First, we have to give some thought to when we start looking for a site. If a route is busy, or campsites are scarce, we probably want to begin looking for a site in the middle of the afternoon. There is nothing more discouraging that being ready to stop for the day - arms tired and backs sore, only to find that each site we approach is already occupied. It can end up being a long day before we finally get to stop. On the other hand, if few groups are paddling the route or if campsites are plentiful, we can paddle as long as we wish. In both cases, we have to remember that we don't want to push our luck too much ... if we decide to go that little bit further to find a better site, the strategy may backfire and we may end up in a worse site than we just passed up, or we may end up setting up camp and cooking supper in the dark.

So we've paddled our 15 or 20 km and we're ready to stop for the day. What do we look for in a site?

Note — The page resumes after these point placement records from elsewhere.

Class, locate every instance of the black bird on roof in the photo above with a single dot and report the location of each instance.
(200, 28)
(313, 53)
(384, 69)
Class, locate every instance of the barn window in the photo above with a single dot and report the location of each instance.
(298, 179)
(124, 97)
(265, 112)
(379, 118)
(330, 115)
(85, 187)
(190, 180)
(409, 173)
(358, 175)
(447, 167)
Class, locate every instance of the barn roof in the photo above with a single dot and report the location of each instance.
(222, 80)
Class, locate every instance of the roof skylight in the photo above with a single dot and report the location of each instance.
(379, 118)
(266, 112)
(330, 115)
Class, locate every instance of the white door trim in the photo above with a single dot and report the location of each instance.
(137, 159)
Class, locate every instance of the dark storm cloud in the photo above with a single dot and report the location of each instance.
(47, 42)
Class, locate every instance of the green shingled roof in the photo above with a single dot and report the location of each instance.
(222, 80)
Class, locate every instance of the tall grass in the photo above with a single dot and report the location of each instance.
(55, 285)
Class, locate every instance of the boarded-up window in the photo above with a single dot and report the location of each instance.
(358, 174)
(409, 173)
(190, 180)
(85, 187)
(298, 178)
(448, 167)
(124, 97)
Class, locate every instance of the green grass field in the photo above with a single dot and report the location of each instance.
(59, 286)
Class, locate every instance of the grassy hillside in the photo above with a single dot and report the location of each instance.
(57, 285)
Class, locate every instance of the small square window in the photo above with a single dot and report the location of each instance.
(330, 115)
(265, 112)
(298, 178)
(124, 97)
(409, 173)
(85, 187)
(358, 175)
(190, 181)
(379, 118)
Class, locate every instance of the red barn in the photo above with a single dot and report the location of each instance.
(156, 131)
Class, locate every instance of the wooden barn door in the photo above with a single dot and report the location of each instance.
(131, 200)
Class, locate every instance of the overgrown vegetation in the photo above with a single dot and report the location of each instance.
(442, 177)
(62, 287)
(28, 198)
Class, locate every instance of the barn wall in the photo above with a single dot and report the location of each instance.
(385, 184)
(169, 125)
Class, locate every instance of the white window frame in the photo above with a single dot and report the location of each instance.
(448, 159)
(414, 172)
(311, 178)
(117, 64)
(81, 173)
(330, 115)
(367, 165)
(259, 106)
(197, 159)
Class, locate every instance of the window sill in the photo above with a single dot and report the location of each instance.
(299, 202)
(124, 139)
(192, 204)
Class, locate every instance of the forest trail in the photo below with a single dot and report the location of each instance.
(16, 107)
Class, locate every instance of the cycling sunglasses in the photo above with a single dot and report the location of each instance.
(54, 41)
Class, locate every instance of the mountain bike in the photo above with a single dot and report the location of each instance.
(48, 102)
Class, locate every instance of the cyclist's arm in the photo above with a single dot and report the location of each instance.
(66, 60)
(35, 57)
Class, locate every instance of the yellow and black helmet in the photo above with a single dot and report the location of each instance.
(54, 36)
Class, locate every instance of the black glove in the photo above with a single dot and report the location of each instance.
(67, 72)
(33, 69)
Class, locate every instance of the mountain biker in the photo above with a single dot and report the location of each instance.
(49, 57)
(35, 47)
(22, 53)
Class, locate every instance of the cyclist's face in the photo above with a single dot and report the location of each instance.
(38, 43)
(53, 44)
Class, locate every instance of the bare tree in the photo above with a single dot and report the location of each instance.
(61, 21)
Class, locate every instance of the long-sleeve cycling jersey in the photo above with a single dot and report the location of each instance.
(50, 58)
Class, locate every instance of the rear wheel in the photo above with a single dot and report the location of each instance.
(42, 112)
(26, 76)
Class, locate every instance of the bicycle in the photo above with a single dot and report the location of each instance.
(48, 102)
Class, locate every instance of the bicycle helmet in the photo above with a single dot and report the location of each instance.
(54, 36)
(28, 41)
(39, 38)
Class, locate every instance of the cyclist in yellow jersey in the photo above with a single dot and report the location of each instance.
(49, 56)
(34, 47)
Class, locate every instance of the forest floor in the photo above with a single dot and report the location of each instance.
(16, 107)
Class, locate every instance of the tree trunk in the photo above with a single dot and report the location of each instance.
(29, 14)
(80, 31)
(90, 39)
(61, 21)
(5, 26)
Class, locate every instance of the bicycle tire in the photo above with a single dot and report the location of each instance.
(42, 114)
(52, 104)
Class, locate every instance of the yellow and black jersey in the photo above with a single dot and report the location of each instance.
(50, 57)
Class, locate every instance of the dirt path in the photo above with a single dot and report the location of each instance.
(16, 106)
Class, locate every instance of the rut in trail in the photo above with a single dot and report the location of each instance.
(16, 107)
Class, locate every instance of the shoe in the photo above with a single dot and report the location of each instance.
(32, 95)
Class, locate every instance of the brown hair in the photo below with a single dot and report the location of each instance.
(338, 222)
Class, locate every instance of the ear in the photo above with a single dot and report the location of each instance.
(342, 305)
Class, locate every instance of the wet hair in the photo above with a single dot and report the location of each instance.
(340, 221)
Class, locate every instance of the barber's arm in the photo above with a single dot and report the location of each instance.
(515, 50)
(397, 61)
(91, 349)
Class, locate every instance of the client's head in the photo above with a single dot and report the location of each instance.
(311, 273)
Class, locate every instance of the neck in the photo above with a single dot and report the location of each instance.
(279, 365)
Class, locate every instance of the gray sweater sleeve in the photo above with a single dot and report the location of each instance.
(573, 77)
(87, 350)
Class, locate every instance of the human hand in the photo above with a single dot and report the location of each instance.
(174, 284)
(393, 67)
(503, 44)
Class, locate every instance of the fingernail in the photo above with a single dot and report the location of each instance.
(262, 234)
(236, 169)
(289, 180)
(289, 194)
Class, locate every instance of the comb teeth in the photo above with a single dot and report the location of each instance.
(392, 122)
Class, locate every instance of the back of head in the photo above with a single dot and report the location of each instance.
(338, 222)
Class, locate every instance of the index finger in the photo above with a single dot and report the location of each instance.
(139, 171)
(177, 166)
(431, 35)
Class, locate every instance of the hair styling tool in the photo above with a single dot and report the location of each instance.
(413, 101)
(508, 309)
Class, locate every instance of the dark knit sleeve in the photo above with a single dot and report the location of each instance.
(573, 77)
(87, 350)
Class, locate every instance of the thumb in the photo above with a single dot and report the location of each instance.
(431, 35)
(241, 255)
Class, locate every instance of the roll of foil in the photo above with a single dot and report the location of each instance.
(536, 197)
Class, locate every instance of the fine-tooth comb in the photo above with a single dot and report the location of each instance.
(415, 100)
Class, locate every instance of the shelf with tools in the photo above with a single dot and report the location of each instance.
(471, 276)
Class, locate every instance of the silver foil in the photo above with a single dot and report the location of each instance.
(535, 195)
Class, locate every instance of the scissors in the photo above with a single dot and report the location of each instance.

In some cases, decisions may be made for us. Many of the parks such as Killarney and Algonquin have designated campsites and we have no choice but to stay there. On more remote or unregulated routes, we are permitted to stay wherever we want. We begin to watch for open clearings or points - these are generally where we will find a site. What makes a good site?

  • Flat tent spots
    One of the most important qualities - slipping and sliding downhill all night is a nuisance
  • Good fire pit / cooking area
    A reasonably convenient location for cooking, dishwashing and relaxing around the fire
  • Good drainage
    We don't want to have sit or sleep in a puddle if it rains
  • Exposure to breeze
    This will help to keep the mosquitoes and blackflies away
  • Cleanliness
    If a site looks over-used and has garbage strewn about, chances are the friendly neighbourhood bears make regular stops to do their grocery shopping. Have a look around for paw prints, scat or claw marks on the trees - if you find any of these, it might be worth moving on.
  • No dangerous conditions
    Are there tall trees just begging for a lightning strike or standing dead trees that could fall on a tent?
  • A spot to hang the food pack
    Surprisingly enough, it isn't always that easy to find suitable trees for hanging the food pack
  • Firewood
    Not required right in the campsite, but if we're going to light a fire, it's nice to have a reasonable source of wood in the vicinity
  • A great view
    That's what we're out there for, isn't it?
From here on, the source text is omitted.